General Electric (GE) is trading down another 5% today as it flirts with a share price below $8. It’s been as painful as it gets for GE and shareholders for the last two years. Since peaking just above $30 in mid-2016, the stock has been straight down. At its current level, the stock is just 55 cents (7%) above the price it closed at on March 9th, 2009 when the S&P 500 made its low of the Financial Crisis. Below is a price chart highlighting the destruction.
What makes the stock’s recent drop more painful than its drop in the mid-2000s is that this time around the rest of the market has been surging. Below is a relative strength chart of GE compared to the S&P 500. When the line is rising, the stock is outperforming the S&P 500, and vice versa for a falling line.
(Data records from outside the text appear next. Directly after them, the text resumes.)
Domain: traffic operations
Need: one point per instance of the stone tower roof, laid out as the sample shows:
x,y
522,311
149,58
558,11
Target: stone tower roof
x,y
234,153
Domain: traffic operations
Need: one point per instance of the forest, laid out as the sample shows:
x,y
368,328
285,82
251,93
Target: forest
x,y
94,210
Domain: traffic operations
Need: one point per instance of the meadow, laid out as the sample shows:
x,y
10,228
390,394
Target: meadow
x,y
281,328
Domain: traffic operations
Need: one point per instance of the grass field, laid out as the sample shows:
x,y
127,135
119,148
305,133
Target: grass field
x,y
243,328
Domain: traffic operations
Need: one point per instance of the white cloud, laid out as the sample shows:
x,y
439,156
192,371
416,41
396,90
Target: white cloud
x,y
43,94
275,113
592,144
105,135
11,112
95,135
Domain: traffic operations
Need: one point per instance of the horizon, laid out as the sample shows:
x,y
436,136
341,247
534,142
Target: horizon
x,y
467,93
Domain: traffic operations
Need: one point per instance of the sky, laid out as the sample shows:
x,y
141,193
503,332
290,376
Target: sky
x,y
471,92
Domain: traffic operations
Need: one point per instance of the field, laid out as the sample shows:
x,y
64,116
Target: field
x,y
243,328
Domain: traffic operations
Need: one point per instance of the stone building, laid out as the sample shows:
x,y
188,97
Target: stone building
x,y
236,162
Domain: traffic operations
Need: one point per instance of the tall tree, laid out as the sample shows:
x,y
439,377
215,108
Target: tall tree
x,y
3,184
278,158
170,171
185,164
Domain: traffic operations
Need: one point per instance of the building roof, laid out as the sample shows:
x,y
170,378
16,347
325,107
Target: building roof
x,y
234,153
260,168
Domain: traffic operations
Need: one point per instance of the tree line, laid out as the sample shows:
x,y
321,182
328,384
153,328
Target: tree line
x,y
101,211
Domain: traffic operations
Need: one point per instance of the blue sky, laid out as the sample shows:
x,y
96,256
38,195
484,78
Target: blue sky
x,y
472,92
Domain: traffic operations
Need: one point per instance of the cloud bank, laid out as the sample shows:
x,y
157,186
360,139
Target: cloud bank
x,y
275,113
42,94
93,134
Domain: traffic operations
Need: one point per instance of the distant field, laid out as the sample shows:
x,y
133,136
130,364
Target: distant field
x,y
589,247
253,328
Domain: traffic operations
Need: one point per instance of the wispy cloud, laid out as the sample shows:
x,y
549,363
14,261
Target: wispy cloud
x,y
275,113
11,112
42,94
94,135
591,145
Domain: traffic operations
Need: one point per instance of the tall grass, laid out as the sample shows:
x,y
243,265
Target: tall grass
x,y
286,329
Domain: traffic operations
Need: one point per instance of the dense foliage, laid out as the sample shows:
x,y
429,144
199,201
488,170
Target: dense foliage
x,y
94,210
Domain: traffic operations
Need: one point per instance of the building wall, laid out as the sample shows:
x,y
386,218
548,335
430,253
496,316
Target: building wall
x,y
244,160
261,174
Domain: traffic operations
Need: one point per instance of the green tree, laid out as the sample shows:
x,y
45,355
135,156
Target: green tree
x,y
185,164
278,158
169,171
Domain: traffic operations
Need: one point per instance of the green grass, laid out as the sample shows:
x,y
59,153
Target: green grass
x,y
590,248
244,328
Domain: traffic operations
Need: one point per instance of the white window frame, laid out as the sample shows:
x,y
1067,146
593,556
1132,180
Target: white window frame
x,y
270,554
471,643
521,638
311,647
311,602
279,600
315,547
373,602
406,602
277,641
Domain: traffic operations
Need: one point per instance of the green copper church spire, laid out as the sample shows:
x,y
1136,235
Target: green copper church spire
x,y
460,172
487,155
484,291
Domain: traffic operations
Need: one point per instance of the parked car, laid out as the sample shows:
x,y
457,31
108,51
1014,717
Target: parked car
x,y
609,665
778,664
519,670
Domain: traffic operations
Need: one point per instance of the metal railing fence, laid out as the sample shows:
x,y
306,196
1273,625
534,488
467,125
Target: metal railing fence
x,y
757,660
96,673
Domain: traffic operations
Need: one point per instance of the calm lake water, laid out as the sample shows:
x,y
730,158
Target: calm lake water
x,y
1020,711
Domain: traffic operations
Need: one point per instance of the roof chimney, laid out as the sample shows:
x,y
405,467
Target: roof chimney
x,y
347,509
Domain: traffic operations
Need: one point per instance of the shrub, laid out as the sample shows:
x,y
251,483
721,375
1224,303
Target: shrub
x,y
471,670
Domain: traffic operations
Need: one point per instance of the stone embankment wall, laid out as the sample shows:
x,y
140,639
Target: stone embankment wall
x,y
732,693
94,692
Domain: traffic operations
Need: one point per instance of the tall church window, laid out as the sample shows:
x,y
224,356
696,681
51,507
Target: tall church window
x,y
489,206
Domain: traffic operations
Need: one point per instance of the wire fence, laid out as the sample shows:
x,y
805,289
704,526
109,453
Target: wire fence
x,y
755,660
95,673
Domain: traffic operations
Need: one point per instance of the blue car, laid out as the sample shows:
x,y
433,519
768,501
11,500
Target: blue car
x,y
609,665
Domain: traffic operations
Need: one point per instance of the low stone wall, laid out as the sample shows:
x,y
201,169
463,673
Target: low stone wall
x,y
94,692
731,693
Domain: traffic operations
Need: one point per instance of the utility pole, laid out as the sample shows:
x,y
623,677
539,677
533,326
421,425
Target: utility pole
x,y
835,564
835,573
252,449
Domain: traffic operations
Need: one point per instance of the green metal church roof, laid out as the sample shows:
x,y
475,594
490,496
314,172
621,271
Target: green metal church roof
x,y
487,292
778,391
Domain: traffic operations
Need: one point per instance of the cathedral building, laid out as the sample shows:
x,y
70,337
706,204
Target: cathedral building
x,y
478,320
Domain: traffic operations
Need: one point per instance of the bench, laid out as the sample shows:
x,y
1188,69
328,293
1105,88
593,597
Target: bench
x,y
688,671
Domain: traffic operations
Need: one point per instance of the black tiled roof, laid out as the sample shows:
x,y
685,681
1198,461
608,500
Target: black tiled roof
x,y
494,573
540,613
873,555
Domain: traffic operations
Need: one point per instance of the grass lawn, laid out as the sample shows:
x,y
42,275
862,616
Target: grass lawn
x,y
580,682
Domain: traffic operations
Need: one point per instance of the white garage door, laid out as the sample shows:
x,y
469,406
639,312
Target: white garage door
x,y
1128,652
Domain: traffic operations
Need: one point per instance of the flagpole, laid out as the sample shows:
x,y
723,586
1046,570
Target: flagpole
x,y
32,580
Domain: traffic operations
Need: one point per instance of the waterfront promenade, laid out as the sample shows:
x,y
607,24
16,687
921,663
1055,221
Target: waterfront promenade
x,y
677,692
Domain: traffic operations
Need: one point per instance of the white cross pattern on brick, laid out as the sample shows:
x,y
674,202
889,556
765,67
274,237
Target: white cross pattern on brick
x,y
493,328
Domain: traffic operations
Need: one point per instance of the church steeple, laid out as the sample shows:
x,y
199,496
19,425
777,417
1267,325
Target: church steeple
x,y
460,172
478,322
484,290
As shown, relative strength for GE versus the broad market has plunged to new multi-decade lows.
Below is a table showing the worst performing current S&P 500 members since the March 9th, 2009 low for the S&P 500. (This is simple price change and doesn’t include total returns.) As shown, GE is the 13th worst stock with a gain of just 7.45%. There are actually nine current S&P 500 members that are down since 3/9/09, so at least GE is still up!
Once the largest company in the world, there are now concerns regarding GE’s current financial status, and as the stock’s price continues to shrink, it doesn’t provide much of a boost to investor sentiment towards the broader market.